LivePortrait Animates Images with High-Precision Video-Driven Techniques
Story: Researchers from the University of Science and Technology of China have introduced LivePortrait, a novel approach to animating portrait images using video-driven techniques. This method achieves high-precision control and fast inference speed, enabling efficient and realistic portrait animation.
Key Findings:
-
Stitching-based Animation: LivePortrait uses a stitching-based approach to animate portrait images, combining the best-matching patches from a driving video to create smooth and coherent animations.
-
Retargeting Control: The method incorporates retargeting control, allowing users to specify the desired motion and expressions for the animated portrait, enhancing flexibility and customization.
-
Fast Inference Speed: LivePortrait achieves real-time inference speed, processing up to 30 frames per second on a single GPU, making it suitable for interactive applications.
-
High-Quality Results: The animated portraits generated by LivePortrait exhibit high fidelity to the input image and the driving video, preserving the identity and style of the subject.
-
Diverse Applications: This technique has potential applications in various fields, including virtual avatars, video conferencing, and entertainment.
Pixit‘s Two Cents: By leveraging video-driven techniques and retargeting control, this approach opens up new possibilities for creating engaging and personalized animated content. As the demand for virtual avatars and immersive experiences grows, LivePortrait could become a valuable tool for developers and content creators seeking to create lifelike animations efficiently. On our RTX4090 we could create stunning avatars in milliseconds!!
Odyssey Pioneers Hollywood-Grade Visual AI for Immersive Storytelling
Story: Odyssey, a startup founded by former Cruise CEO Oliver Cameron, is developing a groundbreaking 'Hollywood-grade' visual AI system to empower professional storytellers with advanced tools for creating high-quality, immersive visual content and experiences.

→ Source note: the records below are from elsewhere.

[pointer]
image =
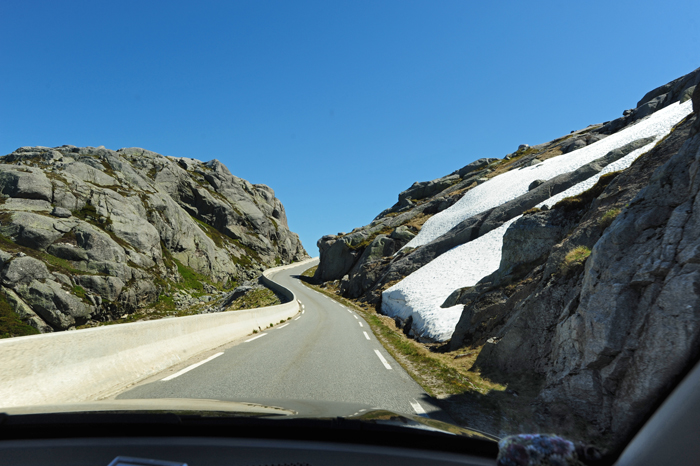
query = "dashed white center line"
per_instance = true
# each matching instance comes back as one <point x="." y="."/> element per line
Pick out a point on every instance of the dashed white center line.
<point x="189" y="368"/>
<point x="255" y="338"/>
<point x="418" y="408"/>
<point x="381" y="358"/>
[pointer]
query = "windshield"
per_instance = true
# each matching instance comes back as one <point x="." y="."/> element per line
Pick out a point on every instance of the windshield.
<point x="481" y="215"/>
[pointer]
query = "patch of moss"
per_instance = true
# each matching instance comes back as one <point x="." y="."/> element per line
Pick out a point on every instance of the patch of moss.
<point x="608" y="218"/>
<point x="79" y="291"/>
<point x="250" y="252"/>
<point x="10" y="323"/>
<point x="190" y="279"/>
<point x="576" y="256"/>
<point x="219" y="238"/>
<point x="367" y="241"/>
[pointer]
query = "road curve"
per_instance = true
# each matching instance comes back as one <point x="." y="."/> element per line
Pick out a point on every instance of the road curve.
<point x="327" y="353"/>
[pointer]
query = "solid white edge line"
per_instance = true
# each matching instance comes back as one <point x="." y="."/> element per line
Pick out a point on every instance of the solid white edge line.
<point x="189" y="368"/>
<point x="255" y="338"/>
<point x="381" y="358"/>
<point x="418" y="408"/>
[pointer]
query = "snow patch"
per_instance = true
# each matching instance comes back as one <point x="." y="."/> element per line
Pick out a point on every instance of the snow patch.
<point x="421" y="293"/>
<point x="509" y="185"/>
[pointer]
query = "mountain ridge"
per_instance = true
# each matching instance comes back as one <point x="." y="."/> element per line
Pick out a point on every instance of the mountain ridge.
<point x="93" y="235"/>
<point x="586" y="315"/>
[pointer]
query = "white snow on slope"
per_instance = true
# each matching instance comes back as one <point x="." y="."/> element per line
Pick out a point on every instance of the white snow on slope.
<point x="514" y="183"/>
<point x="421" y="293"/>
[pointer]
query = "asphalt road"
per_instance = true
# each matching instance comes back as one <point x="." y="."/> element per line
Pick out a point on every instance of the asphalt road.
<point x="325" y="354"/>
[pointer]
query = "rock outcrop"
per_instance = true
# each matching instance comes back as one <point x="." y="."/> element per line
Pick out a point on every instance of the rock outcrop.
<point x="603" y="310"/>
<point x="593" y="314"/>
<point x="88" y="234"/>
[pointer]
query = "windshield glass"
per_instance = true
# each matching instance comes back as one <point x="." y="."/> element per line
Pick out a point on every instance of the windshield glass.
<point x="481" y="215"/>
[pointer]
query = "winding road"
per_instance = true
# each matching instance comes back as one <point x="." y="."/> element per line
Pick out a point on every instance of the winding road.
<point x="325" y="361"/>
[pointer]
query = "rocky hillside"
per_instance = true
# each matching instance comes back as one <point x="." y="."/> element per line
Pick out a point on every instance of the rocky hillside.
<point x="592" y="315"/>
<point x="91" y="235"/>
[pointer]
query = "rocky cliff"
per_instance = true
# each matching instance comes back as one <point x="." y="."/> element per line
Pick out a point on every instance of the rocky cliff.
<point x="90" y="234"/>
<point x="593" y="314"/>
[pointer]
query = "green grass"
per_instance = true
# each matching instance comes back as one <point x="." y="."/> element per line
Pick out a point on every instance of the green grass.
<point x="254" y="299"/>
<point x="438" y="373"/>
<point x="310" y="272"/>
<point x="10" y="323"/>
<point x="191" y="280"/>
<point x="367" y="241"/>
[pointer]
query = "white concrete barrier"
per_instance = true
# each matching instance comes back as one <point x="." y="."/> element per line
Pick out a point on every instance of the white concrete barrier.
<point x="89" y="364"/>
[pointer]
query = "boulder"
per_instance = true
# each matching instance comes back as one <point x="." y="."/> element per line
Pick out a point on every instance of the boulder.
<point x="474" y="166"/>
<point x="61" y="212"/>
<point x="31" y="230"/>
<point x="23" y="270"/>
<point x="24" y="312"/>
<point x="108" y="288"/>
<point x="26" y="183"/>
<point x="402" y="233"/>
<point x="423" y="189"/>
<point x="60" y="309"/>
<point x="531" y="237"/>
<point x="535" y="184"/>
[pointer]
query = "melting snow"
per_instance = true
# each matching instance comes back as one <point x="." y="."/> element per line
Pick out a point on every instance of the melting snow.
<point x="421" y="293"/>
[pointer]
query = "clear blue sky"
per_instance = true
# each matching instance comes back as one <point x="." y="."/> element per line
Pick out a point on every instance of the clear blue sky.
<point x="338" y="106"/>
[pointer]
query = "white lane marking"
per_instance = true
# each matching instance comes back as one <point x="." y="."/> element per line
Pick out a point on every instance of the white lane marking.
<point x="189" y="368"/>
<point x="255" y="338"/>
<point x="418" y="408"/>
<point x="381" y="358"/>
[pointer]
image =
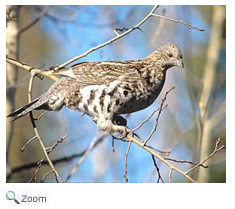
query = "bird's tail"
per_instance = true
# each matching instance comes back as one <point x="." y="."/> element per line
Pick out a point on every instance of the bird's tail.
<point x="36" y="104"/>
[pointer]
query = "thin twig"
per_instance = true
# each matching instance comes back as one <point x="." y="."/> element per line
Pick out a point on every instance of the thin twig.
<point x="36" y="130"/>
<point x="158" y="170"/>
<point x="50" y="149"/>
<point x="45" y="176"/>
<point x="42" y="13"/>
<point x="217" y="149"/>
<point x="161" y="158"/>
<point x="27" y="143"/>
<point x="178" y="21"/>
<point x="95" y="141"/>
<point x="170" y="175"/>
<point x="126" y="155"/>
<point x="158" y="116"/>
<point x="39" y="165"/>
<point x="184" y="161"/>
<point x="118" y="36"/>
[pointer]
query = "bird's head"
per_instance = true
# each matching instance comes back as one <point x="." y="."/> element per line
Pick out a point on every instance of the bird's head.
<point x="170" y="56"/>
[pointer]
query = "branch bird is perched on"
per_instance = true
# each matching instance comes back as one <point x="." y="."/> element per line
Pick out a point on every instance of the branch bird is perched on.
<point x="104" y="90"/>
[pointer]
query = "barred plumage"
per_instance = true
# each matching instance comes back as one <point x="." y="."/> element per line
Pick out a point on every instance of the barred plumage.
<point x="104" y="90"/>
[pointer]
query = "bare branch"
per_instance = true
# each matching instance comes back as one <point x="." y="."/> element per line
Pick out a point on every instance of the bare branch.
<point x="184" y="161"/>
<point x="178" y="21"/>
<point x="27" y="143"/>
<point x="217" y="149"/>
<point x="117" y="37"/>
<point x="161" y="158"/>
<point x="92" y="145"/>
<point x="36" y="130"/>
<point x="158" y="116"/>
<point x="42" y="13"/>
<point x="126" y="154"/>
<point x="170" y="175"/>
<point x="158" y="170"/>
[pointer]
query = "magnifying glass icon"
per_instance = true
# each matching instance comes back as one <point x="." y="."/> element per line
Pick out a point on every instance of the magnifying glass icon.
<point x="10" y="195"/>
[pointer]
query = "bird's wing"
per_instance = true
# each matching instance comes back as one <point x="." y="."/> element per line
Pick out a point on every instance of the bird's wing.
<point x="98" y="73"/>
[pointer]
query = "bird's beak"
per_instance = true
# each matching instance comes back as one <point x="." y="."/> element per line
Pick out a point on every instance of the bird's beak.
<point x="180" y="63"/>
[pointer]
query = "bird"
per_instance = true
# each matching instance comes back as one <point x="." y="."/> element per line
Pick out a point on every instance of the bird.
<point x="105" y="90"/>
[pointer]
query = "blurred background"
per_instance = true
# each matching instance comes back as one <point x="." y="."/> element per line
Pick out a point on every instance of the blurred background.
<point x="196" y="112"/>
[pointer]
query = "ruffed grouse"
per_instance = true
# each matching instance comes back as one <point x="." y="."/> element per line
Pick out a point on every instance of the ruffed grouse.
<point x="104" y="90"/>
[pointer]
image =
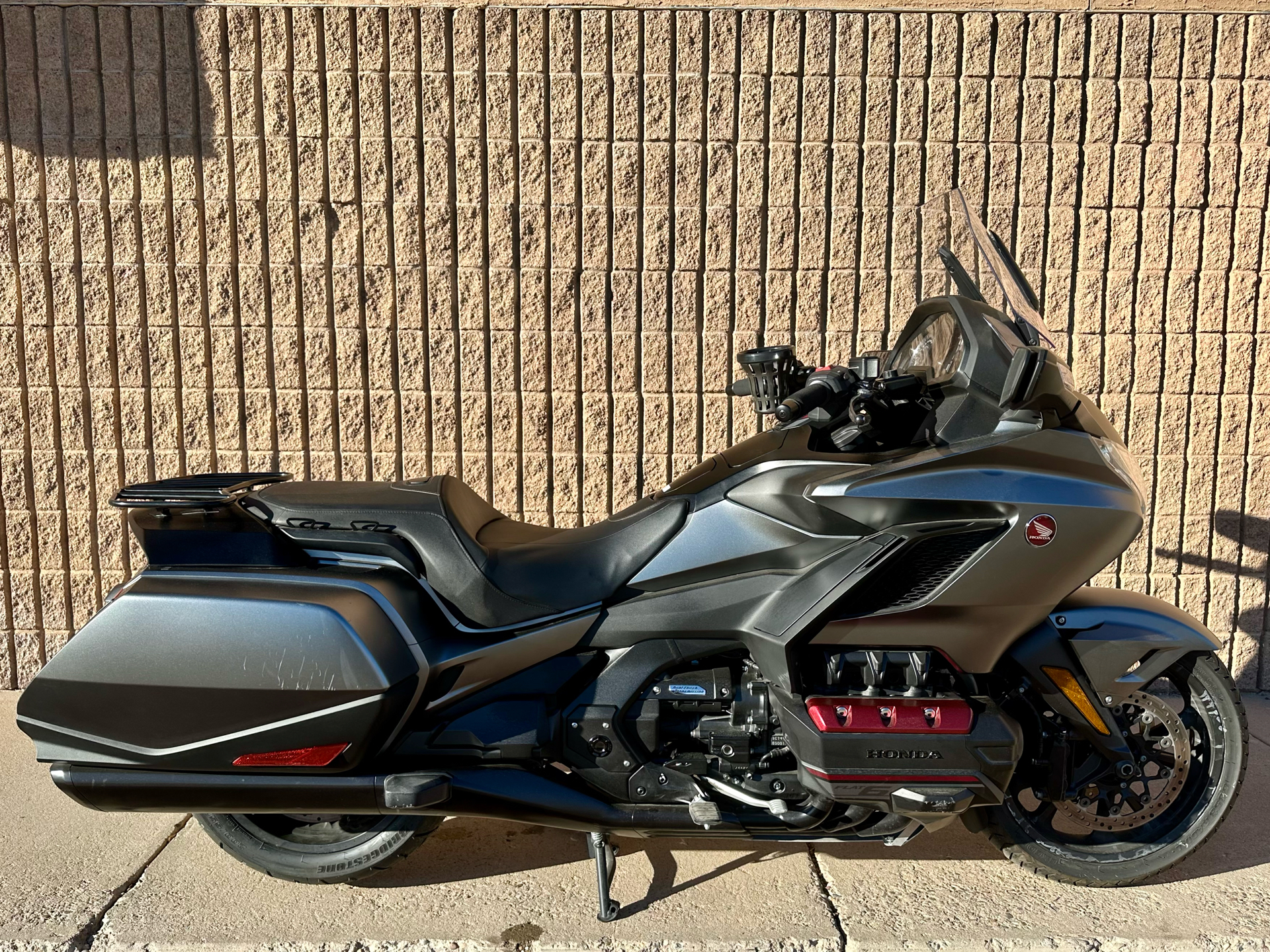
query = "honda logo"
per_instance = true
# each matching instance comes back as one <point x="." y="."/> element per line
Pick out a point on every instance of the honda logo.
<point x="1040" y="530"/>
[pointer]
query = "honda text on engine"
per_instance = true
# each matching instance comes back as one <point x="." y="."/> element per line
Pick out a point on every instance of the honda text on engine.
<point x="868" y="621"/>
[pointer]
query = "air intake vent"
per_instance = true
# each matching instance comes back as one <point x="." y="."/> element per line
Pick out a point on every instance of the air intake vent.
<point x="911" y="578"/>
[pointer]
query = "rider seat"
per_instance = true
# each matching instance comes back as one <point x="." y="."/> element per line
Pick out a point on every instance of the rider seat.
<point x="493" y="569"/>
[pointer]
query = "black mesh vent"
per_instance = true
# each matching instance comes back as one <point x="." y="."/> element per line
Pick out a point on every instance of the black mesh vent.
<point x="912" y="575"/>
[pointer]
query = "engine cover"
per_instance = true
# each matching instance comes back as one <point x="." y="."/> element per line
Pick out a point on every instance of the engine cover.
<point x="900" y="743"/>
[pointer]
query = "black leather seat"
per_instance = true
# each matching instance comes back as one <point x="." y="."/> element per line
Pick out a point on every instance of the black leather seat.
<point x="493" y="569"/>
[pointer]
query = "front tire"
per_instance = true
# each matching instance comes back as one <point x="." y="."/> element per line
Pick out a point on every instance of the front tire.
<point x="1111" y="838"/>
<point x="318" y="847"/>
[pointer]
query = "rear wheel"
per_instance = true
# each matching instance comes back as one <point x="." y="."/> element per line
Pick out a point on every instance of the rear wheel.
<point x="318" y="847"/>
<point x="1189" y="731"/>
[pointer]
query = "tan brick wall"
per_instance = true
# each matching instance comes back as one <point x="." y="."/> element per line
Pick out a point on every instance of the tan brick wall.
<point x="523" y="245"/>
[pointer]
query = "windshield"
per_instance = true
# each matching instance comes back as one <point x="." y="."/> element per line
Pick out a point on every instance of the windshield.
<point x="948" y="222"/>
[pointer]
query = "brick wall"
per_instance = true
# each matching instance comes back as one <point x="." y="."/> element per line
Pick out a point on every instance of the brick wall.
<point x="523" y="245"/>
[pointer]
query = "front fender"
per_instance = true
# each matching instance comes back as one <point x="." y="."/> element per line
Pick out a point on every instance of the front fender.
<point x="1099" y="635"/>
<point x="1111" y="630"/>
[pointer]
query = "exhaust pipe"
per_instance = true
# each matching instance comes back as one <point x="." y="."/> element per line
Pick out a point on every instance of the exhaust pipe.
<point x="509" y="793"/>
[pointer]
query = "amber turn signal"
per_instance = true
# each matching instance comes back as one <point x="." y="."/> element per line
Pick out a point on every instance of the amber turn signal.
<point x="1066" y="682"/>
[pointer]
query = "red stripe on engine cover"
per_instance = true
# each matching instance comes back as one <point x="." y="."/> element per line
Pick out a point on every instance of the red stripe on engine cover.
<point x="894" y="777"/>
<point x="893" y="715"/>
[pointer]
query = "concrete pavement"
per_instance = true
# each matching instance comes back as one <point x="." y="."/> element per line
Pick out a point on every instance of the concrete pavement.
<point x="75" y="879"/>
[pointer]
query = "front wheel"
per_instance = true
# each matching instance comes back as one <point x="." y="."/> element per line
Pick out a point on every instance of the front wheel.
<point x="318" y="847"/>
<point x="1191" y="733"/>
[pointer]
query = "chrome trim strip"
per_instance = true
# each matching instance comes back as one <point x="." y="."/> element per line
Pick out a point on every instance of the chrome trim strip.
<point x="197" y="744"/>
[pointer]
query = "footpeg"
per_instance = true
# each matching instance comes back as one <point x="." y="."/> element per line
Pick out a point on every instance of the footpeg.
<point x="606" y="866"/>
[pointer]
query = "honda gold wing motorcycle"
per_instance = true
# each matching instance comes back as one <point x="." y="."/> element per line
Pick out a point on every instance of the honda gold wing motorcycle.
<point x="867" y="621"/>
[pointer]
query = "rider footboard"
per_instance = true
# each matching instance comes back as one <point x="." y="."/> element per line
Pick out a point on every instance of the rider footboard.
<point x="230" y="670"/>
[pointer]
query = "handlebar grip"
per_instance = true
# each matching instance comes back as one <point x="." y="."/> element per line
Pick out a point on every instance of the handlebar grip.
<point x="803" y="401"/>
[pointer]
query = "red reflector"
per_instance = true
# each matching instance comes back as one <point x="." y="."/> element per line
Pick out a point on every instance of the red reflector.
<point x="302" y="757"/>
<point x="878" y="715"/>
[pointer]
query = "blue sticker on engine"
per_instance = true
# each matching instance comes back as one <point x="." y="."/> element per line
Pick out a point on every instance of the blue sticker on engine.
<point x="694" y="690"/>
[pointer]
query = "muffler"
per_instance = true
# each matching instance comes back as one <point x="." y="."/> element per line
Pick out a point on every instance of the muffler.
<point x="501" y="793"/>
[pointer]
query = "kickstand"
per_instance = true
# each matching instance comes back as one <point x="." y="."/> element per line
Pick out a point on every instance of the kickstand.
<point x="606" y="865"/>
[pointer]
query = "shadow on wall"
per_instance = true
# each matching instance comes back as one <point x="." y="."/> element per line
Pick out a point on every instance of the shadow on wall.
<point x="1248" y="532"/>
<point x="124" y="83"/>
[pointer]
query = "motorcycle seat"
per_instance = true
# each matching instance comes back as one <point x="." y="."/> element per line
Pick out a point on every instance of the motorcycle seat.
<point x="495" y="571"/>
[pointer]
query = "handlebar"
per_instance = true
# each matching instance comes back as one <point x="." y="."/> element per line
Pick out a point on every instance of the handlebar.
<point x="803" y="401"/>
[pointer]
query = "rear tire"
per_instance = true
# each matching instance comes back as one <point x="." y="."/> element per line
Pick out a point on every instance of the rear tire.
<point x="1113" y="852"/>
<point x="318" y="848"/>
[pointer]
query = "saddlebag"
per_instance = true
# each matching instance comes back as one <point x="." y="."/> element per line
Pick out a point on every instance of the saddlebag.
<point x="232" y="670"/>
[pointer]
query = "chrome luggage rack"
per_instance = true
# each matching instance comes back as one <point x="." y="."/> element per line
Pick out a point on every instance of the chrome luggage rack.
<point x="206" y="489"/>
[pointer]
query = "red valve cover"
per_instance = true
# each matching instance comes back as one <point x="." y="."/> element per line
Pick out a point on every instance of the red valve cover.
<point x="887" y="715"/>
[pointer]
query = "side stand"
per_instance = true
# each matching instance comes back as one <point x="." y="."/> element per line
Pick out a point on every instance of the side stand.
<point x="606" y="865"/>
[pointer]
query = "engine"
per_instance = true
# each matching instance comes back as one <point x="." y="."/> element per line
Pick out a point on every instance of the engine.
<point x="715" y="721"/>
<point x="872" y="721"/>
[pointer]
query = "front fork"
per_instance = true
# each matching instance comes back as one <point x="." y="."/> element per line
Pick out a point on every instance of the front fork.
<point x="1057" y="686"/>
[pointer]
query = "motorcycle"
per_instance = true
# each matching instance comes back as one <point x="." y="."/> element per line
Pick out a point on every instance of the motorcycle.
<point x="865" y="622"/>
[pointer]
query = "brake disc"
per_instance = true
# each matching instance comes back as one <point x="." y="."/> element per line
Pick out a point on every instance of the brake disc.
<point x="1165" y="743"/>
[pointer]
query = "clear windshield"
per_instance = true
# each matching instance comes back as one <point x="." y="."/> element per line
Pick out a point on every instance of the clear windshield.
<point x="948" y="221"/>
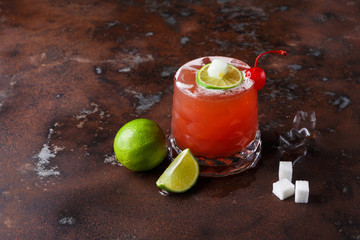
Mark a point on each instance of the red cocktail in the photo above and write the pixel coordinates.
(219, 126)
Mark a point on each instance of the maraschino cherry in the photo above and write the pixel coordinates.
(257, 74)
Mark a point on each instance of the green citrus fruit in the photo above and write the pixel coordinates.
(232, 78)
(181, 174)
(140, 145)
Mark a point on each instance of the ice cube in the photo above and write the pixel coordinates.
(283, 189)
(302, 191)
(285, 170)
(217, 68)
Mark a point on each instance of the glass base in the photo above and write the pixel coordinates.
(225, 166)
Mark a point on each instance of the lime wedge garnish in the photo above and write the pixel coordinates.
(181, 174)
(232, 78)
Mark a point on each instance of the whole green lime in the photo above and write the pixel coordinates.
(140, 145)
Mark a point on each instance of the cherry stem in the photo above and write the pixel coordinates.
(282, 52)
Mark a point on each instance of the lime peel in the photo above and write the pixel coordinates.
(232, 78)
(181, 174)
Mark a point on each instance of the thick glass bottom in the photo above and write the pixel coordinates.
(221, 167)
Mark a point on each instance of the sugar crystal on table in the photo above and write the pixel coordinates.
(302, 191)
(285, 170)
(283, 189)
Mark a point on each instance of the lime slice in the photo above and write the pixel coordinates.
(181, 174)
(232, 78)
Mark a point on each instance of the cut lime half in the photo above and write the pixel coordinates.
(231, 79)
(181, 174)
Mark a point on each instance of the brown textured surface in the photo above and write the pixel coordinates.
(73, 72)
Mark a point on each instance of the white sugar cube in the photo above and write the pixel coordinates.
(302, 191)
(283, 189)
(217, 69)
(285, 170)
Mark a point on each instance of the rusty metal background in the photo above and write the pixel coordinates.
(73, 72)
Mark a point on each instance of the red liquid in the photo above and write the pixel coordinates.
(213, 123)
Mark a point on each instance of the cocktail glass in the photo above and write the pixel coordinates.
(220, 127)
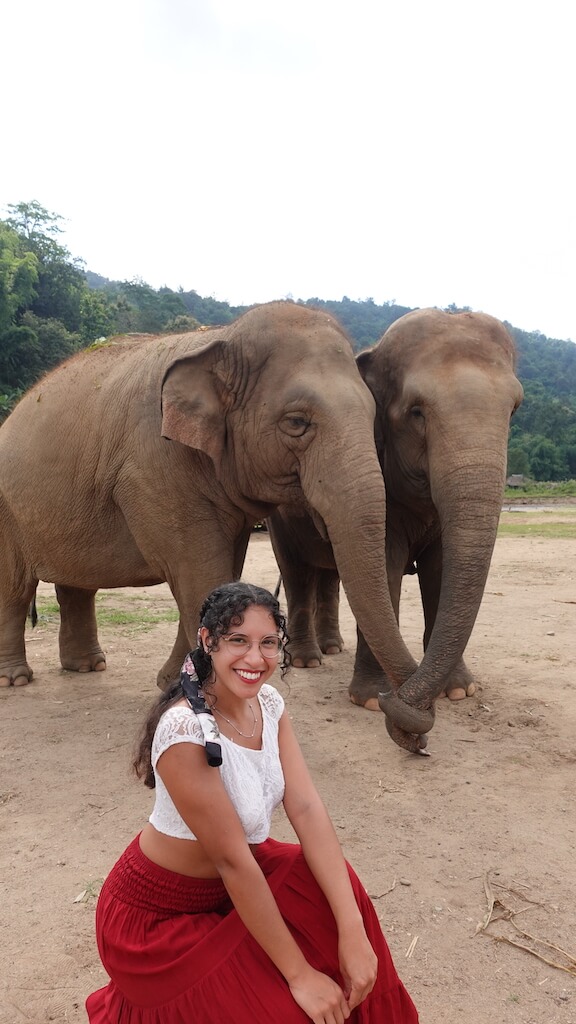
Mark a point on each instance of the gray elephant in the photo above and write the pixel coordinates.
(445, 389)
(149, 459)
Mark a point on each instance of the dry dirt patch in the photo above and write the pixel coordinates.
(492, 811)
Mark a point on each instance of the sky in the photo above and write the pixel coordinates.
(418, 152)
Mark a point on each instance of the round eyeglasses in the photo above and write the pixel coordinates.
(269, 646)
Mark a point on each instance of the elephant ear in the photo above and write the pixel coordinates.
(364, 363)
(194, 403)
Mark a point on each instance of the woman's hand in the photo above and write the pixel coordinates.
(359, 966)
(320, 997)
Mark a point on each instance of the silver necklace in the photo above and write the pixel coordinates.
(247, 735)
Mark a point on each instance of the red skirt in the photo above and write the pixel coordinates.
(178, 953)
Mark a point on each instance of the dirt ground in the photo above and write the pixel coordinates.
(490, 815)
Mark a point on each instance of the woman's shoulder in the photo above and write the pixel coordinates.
(272, 700)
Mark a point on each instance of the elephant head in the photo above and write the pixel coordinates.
(446, 388)
(277, 406)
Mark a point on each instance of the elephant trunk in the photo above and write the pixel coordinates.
(469, 522)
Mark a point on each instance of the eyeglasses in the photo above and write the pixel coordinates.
(269, 646)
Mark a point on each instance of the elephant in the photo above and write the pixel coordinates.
(149, 459)
(445, 389)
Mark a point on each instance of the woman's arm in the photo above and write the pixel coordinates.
(200, 798)
(324, 856)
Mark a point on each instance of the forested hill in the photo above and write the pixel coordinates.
(50, 307)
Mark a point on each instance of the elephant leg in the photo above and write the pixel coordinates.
(368, 677)
(14, 670)
(80, 650)
(326, 615)
(300, 590)
(459, 683)
(170, 671)
(186, 639)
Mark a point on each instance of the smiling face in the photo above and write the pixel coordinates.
(239, 674)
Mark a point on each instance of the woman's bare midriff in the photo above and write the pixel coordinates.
(184, 856)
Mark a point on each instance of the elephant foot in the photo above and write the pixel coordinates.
(332, 648)
(21, 675)
(94, 662)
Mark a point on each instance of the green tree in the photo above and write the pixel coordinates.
(546, 462)
(18, 275)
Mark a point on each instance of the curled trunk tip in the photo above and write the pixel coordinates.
(405, 716)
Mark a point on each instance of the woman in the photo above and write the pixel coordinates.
(204, 918)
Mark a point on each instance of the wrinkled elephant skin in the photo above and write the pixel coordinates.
(149, 459)
(445, 389)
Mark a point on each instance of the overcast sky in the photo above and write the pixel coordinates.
(420, 151)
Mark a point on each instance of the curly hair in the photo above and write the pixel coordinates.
(222, 609)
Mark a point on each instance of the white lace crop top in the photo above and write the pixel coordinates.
(253, 779)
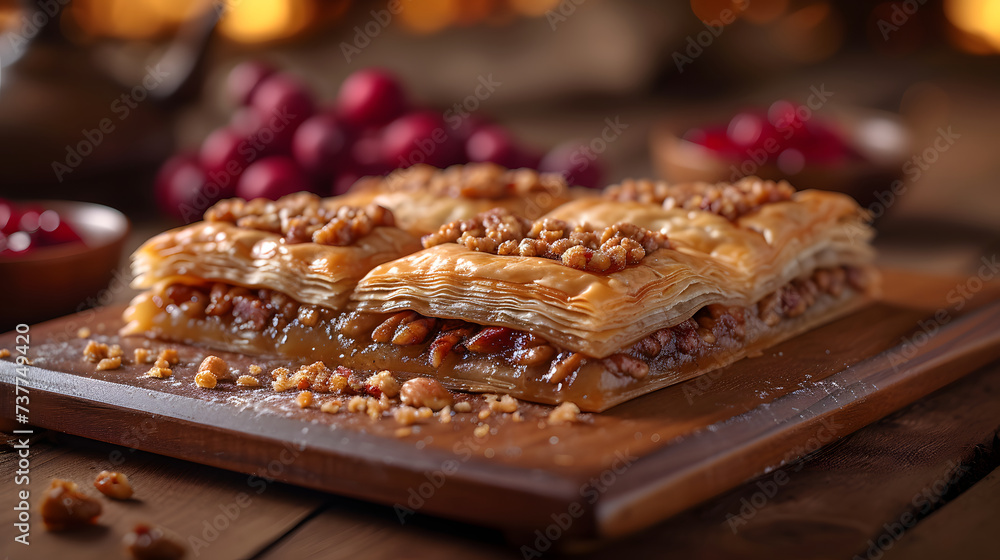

The company aims to revolutionize the way AI is used in storytelling, rejecting the notion of replacing human creativity with algorithms optimized for clicks.
Key Findings:
-
Pioneering Hollywood-Grade Visual AI: Odyssey is at the forefront of developing visual AI that enables the generation and precise direction of stunning video content, including beautiful scenery, characters, lighting, and motion.
-
Empowering Professional Storytellers: Instead of replacing humans, Odyssey's visual AI is designed to be placed in the hands of professional storytellers, providing them with game-changing efficiencies and creativity while maintaining full control over every element in the scene.
-
Experienced Team: Odyssey's team comprises AI researchers, computer graphics experts, and Hollywood artists who have delivered state-of-the-art AI and simulation systems at companies such as Cruise, Waymo, Wayve, Tesla, Microsoft, Meta, and NVIDIA.
-
Rejecting Low-Quality AI Content: Odyssey aims to hold AI to higher standards, rejecting the proliferation of low-quality AI-generated content that lacks the spark and story of human storytelling.
-
Hiring Top Talent: The company is actively hiring for various technical roles, including generative 3D, motion, AI simulation, graphics, 3D reconstruction, ML infrastructure, data engineering, and software engineering.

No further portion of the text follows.